Een hele tijd bestond mijn job dus enkel uit individuele gesprekken met een gering aantal mannen waar ik al contact mee had voor de coronacrisis uitbrak. Aanvankelijk kwam er vanuit de mannen veel onbegrip, ze voelden zich in een dubbele quarantaine geplaatst door de verstrengde maatregelen. Ze konden hun familie niet meer zien, en velen konden hen ook niet meer bellen omdat ze geen inkomsten meer hadden door de sluiting van het werkhuis. De connectie met de buitenwereld viel weg, waardoor ik me in de gesprekken die ik met hen voerde vaak een informant voelde en me onopzettelijk ook zo gedroeg. Ik vertelde hen over hoe het er buiten aan

5

toeging, maar tot diepgaande gesprekken komen was moeilijk en lukte niet altijd.
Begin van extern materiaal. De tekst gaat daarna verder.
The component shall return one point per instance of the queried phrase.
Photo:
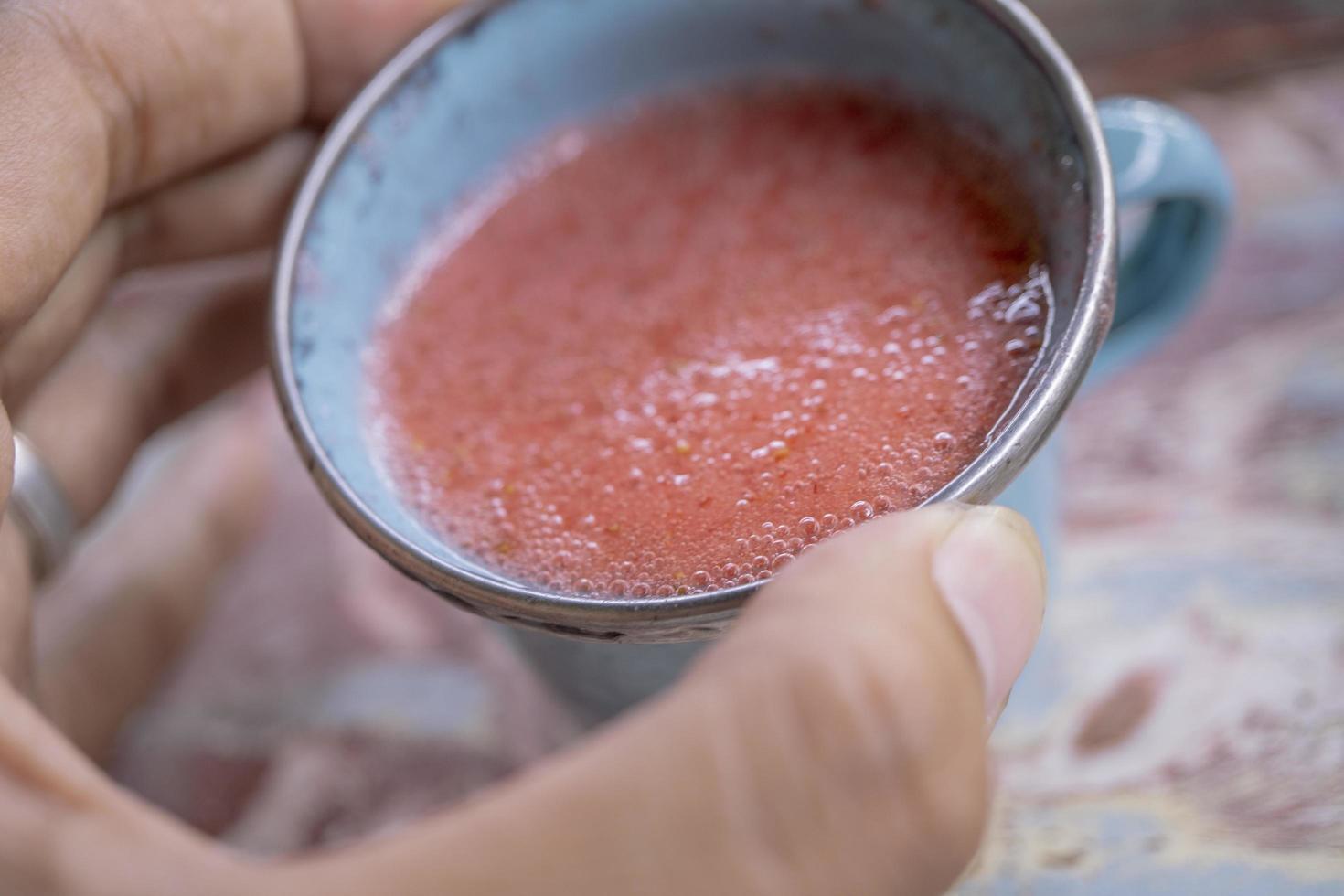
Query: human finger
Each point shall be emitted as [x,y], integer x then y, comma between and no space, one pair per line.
[234,208]
[157,354]
[106,100]
[145,584]
[832,744]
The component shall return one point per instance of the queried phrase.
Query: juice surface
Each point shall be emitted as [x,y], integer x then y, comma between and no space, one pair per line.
[668,351]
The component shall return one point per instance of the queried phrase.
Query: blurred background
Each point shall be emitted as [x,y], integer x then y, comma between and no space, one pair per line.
[1181,727]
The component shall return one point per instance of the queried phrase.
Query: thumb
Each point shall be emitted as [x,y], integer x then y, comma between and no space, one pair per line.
[832,744]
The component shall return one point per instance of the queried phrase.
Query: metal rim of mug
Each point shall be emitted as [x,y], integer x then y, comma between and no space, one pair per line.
[688,617]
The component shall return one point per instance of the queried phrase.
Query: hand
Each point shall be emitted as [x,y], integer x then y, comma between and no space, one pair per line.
[835,743]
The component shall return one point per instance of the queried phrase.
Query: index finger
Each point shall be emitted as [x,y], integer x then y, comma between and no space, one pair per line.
[102,100]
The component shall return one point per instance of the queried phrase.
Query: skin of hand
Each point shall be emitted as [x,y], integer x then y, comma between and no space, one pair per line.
[834,743]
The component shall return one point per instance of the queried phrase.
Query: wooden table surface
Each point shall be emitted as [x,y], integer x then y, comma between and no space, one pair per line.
[1181,727]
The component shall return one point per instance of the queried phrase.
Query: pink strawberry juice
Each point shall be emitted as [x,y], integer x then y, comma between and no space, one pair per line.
[667,352]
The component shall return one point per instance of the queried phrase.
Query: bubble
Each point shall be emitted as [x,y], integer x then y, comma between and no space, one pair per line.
[1023,309]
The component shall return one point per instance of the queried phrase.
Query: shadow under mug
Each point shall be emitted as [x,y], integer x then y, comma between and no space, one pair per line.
[497,74]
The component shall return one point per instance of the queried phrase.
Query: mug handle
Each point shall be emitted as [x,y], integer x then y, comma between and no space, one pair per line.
[1167,165]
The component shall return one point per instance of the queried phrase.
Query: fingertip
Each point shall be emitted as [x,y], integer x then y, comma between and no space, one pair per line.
[991,574]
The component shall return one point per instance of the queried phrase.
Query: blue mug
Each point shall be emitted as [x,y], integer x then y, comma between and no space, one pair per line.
[499,74]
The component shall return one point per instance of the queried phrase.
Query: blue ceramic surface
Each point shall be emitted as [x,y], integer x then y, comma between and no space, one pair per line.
[534,65]
[512,70]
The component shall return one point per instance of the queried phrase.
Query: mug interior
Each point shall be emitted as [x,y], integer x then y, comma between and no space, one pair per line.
[496,77]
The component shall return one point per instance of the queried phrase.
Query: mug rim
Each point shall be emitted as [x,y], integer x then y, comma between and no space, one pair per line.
[697,615]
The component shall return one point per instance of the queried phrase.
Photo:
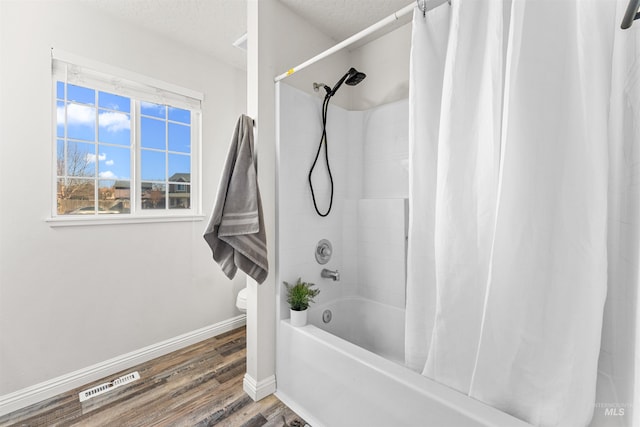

Hoe langer de crisis duurde, hoe minder die aan bod kwam als gespreksonderwerp, wat ervoor zorgde dat er opnieuw ruimte was voor andere onderwerpen. Door het betere weer en de voorzichtige verbetering van de situatie buiten de muren, ontstond bij de mannen nieuwe hoop. Enkelen van hen kregen hun uitspraak en zetten stappen in de positieve richting. Binnen de muren kwam het leven ook weer op gang. Activiteiten werden weer opgestart en de mannen konden opnieuw aan het werk. Ook de vieringen mochten opnieuw doorgaan, mits het volgen van de veiligheidsvoorschriften. Tijdens die eerste viering vond ik het belangrijk even stil te staan bij dat wat zich de afgelopen maanden had afgespeeld. Sommige mannen spreek ik niet individueel, maar zie ik alleen tijdens de viering en ik vond het belangrijk de vreemde situatie die zich de afgelopen maanden had voltrokken te benoemen. Ik las hen een gedicht voor dat geschreven werd in de coronatijd en dat ik vond op de Thomaswebsite:

Mensen vallen stil, vallen terug op zichzelf en op elkaar. Dat het stil wordt, is op zich goed.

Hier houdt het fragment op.